Hope everyone is doing well. I pop in over here now and again to check in and see your imagery.

Fall season this year has been fun. Here a few images from the past several weeks:

HF Bow









Good Boy









I really dig BW & Sepia Photography









Go Utah!









~JayMorr~


----------



## .45 (Sep 21, 2007)

Thanks JayMorr......always a treat. :O||:


----------



## Yonni (Sep 7, 2007)

WOW!!! Excellent quality pics


----------



## sawsman (Sep 13, 2007)

Great stuff, as always!! 8)


----------



## RnF (Sep 25, 2007)

Love the pics! The second one is my favorite. The colors came to together nicely!


----------



## wyogoob (Sep 7, 2007)

More, more!


----------



## JayMorr (Jul 9, 2009)

@.45 Thank you. I appreciate your kind words.

@Yonni, thanks. I enjoy these more in print. It is a lot of fun seeing these on canvas.

@sawsman, I am glad you like them. Btw, I like your avatar.

@RnF (Scott), I really like the second one as well. It was my favorite from the trip. The expression of both the angler and pup is something I had hoped to capture on the lens during that moment. I was pleased when I got home and pulled the images from the trip and saw that I froze that moment! Btw, when we going to go fish???

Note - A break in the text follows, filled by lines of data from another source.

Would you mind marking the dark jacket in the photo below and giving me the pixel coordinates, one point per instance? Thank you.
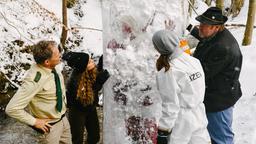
(72, 85)
(221, 59)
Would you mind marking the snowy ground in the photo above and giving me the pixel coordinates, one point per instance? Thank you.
(245, 110)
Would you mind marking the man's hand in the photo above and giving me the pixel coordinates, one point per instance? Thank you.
(42, 124)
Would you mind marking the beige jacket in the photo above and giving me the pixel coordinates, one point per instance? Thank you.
(38, 92)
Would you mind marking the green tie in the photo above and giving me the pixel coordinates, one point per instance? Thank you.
(58, 90)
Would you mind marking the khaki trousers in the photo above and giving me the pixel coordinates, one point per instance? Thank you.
(59, 134)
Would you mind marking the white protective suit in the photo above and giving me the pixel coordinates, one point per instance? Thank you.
(182, 90)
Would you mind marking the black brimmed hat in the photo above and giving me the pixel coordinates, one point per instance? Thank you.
(212, 16)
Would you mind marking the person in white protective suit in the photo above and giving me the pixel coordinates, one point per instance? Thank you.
(181, 84)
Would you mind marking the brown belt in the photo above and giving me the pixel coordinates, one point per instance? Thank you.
(53, 123)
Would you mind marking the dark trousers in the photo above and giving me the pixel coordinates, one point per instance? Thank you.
(80, 119)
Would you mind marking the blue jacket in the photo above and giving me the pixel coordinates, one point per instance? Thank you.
(221, 59)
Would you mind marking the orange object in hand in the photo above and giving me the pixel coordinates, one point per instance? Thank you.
(184, 46)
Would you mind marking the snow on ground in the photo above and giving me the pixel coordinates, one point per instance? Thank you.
(29, 28)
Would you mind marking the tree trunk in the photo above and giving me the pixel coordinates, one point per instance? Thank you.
(250, 23)
(208, 2)
(220, 4)
(65, 22)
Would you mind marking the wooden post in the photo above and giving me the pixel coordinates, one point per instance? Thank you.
(250, 23)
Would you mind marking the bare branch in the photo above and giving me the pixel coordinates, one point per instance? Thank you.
(12, 25)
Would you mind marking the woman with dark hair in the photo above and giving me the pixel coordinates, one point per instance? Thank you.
(180, 81)
(82, 96)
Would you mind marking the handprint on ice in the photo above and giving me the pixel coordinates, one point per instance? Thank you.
(120, 89)
(128, 30)
(169, 24)
(141, 130)
(145, 100)
(113, 44)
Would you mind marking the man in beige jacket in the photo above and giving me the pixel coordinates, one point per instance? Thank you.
(43, 91)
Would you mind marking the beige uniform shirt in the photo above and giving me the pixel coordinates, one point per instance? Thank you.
(39, 94)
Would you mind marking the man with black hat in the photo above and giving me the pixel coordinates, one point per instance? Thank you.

@wyogoob, don't twist my arm


----------



## JayMorr (Jul 9, 2009)

Alright.... a few more:














































A few people asked about the coloring of these images and if it was done in post process.... to answer the question, I shot these using several filters to get the effect on camera.

(Nikon D700 with 17-35mm w/ Blue & Gold Filter, Polarizer, Gray & Pink 2 Stop ND Grad coupled with a SB-900 off camera flash strobe)


----------



## Stellarmike (Mar 12, 2009)

My Favorite is the dog sitting in the boat! Awesome photos!


----------



## katorade (Sep 23, 2007)

WOW!! It's all I can say.


----------



## FishNaked (Apr 15, 2009)

Very sweet indeed...nice work! I'm guessing the North Fork between Warm River and Ashton?


----------



## Huge29 (Sep 17, 2007)

That last one is AWESOME!!


----------



## JayMorr (Jul 9, 2009)

Thanks guys. 
@FishNaked, yes in that area .

It is a great time of year. The Fall is always fun. I am grateful that this year it seemed to stay nice much longer than usual. The snow today has me smiling as I shift gears and start focusing on waterfowl.

I will be sure to share some additional stuff over the winter months. I am glad you like them.


----------



## LOAH (Sep 29, 2007)

I really like the mayfly. Very nice.


----------